Disons un mot de ce qui lui manque. Son esprit facile et vif court et s’égare sur tous les objets, rayonne sur les monts, passe sur les villages, éclaire le sommet des édifices, s’abaisse sur les marécages et les joncs des étangs, et continue cette route vagabonde, que guide la seule fantaisie. On s’étonne de rencontrer des conversations oiseuses à côté de discussions graves, des saillies grotesques à côté d’accès misanthropiques. On se rappelle involontairement ces Romains qui réparaient, avec des fragmens de porphyre et d’albâtre arrachés à l’autel des dieux, les brèches faites à leurs remparts de briques par les catapultes ennemies. Nous admirons tout ce qu’il y a d’étendue, de variété, de souplesse et d’expérience sociale chez cet homme remarquable ; et cependant je ne sais quel manque d’harmonie nous frappe et nous déplaît. Quelques notes nous semblent fausses ; quelques disparates nous choquent.
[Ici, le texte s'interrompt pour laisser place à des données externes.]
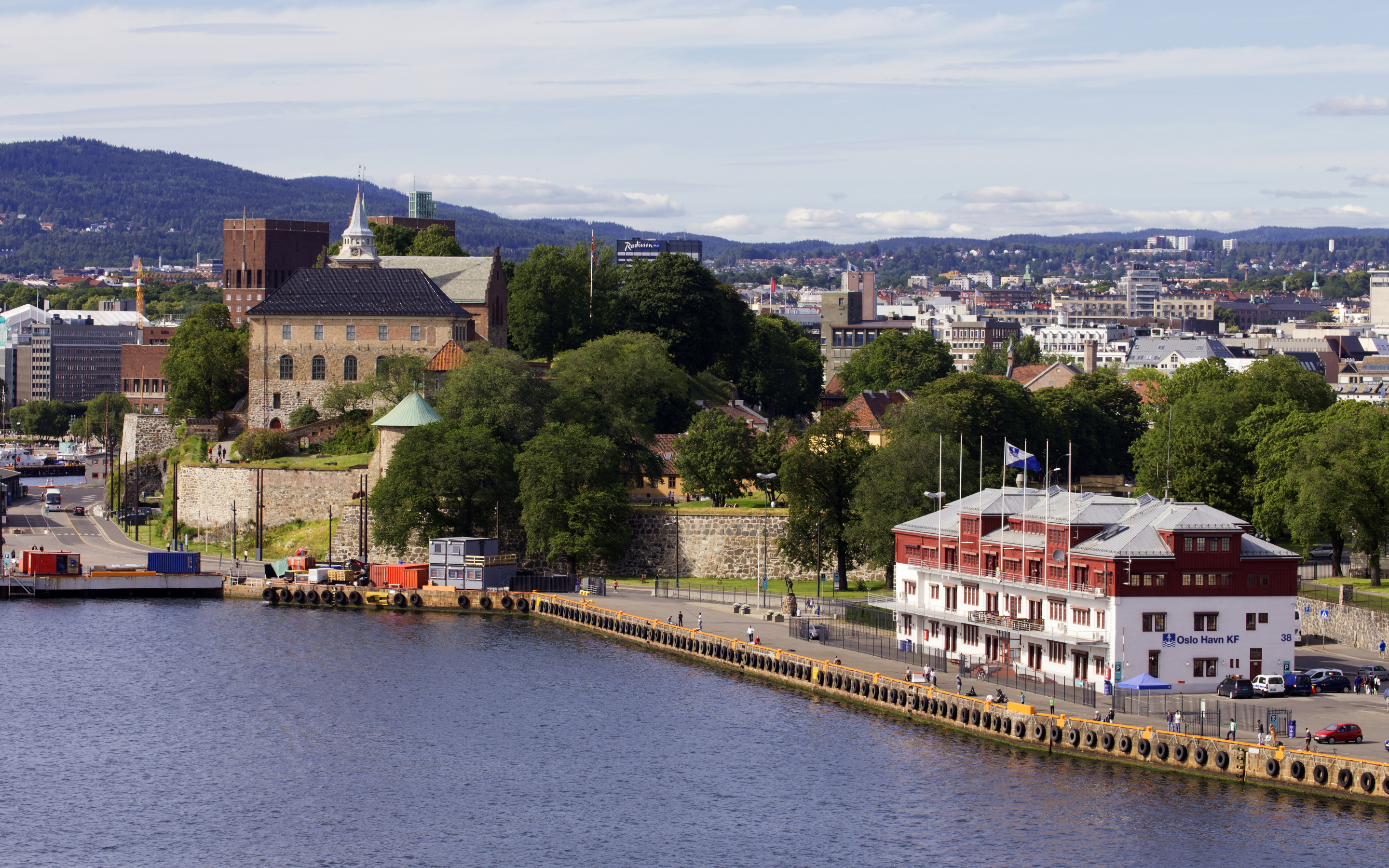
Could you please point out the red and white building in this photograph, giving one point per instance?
(1067, 585)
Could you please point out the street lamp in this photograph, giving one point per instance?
(767, 488)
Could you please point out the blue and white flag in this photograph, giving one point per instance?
(1019, 459)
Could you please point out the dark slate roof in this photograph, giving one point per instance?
(356, 292)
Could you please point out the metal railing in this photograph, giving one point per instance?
(1098, 588)
(874, 645)
(1024, 679)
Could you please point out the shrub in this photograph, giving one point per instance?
(263, 444)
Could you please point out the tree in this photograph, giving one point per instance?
(923, 455)
(714, 457)
(444, 480)
(435, 241)
(617, 388)
(303, 416)
(780, 368)
(206, 365)
(820, 475)
(573, 495)
(498, 391)
(897, 362)
(680, 302)
(1344, 475)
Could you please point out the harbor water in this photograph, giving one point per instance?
(179, 732)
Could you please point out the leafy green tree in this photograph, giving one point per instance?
(923, 455)
(1195, 431)
(617, 388)
(498, 391)
(303, 416)
(435, 241)
(444, 480)
(897, 362)
(714, 457)
(1344, 478)
(781, 368)
(680, 302)
(573, 496)
(820, 475)
(206, 365)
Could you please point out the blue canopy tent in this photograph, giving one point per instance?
(1145, 682)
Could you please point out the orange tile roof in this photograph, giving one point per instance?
(449, 357)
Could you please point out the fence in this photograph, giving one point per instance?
(992, 671)
(875, 645)
(1335, 594)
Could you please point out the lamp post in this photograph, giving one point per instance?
(767, 487)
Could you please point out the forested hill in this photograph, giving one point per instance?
(159, 203)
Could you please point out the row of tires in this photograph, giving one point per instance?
(399, 599)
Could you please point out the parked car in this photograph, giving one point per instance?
(1298, 684)
(1339, 732)
(1331, 684)
(1237, 688)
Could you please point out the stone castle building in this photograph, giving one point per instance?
(331, 326)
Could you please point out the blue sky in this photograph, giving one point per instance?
(753, 122)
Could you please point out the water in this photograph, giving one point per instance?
(235, 734)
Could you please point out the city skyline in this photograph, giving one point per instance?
(834, 122)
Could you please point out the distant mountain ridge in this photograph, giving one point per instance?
(171, 206)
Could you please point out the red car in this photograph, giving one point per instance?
(1339, 732)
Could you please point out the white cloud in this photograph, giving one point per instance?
(730, 226)
(1352, 106)
(1006, 195)
(516, 196)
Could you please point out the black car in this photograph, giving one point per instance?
(1333, 684)
(1237, 688)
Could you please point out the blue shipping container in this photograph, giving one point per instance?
(177, 563)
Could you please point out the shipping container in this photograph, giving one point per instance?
(174, 563)
(51, 563)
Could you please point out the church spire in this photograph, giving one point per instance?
(359, 245)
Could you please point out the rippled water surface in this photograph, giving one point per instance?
(235, 734)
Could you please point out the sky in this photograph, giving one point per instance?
(762, 122)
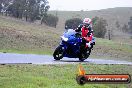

Il a pris en main la cause de la littérature. Homme politique, il s’est dévoué à cette cause. Il a déployé de l’éloquence, de l’audace, une spirituelle facilité d’invective pour réhabiliter la condition de l’homme de lettres en Angleterre. Honoré partout ailleurs, l’homme de lettres est méprisé parmi nous. M. Bulwer a beaucoup à faire, une montagne de préjugés à soulever et à renverser pour accomplir la tâche qu’il se propose. Dans la Grande-Bretagne, les relations de famille et les richesses sont tout ; le génie meurt inconnu sans les guinées ou le patronage. Napoléon, Shakspeare, Gibbon, ne seraient parvenus à rien parmi nous[14]. Que le ciel favorise les efforts de Bulwer, quelque téméraires qu’ils puissent être !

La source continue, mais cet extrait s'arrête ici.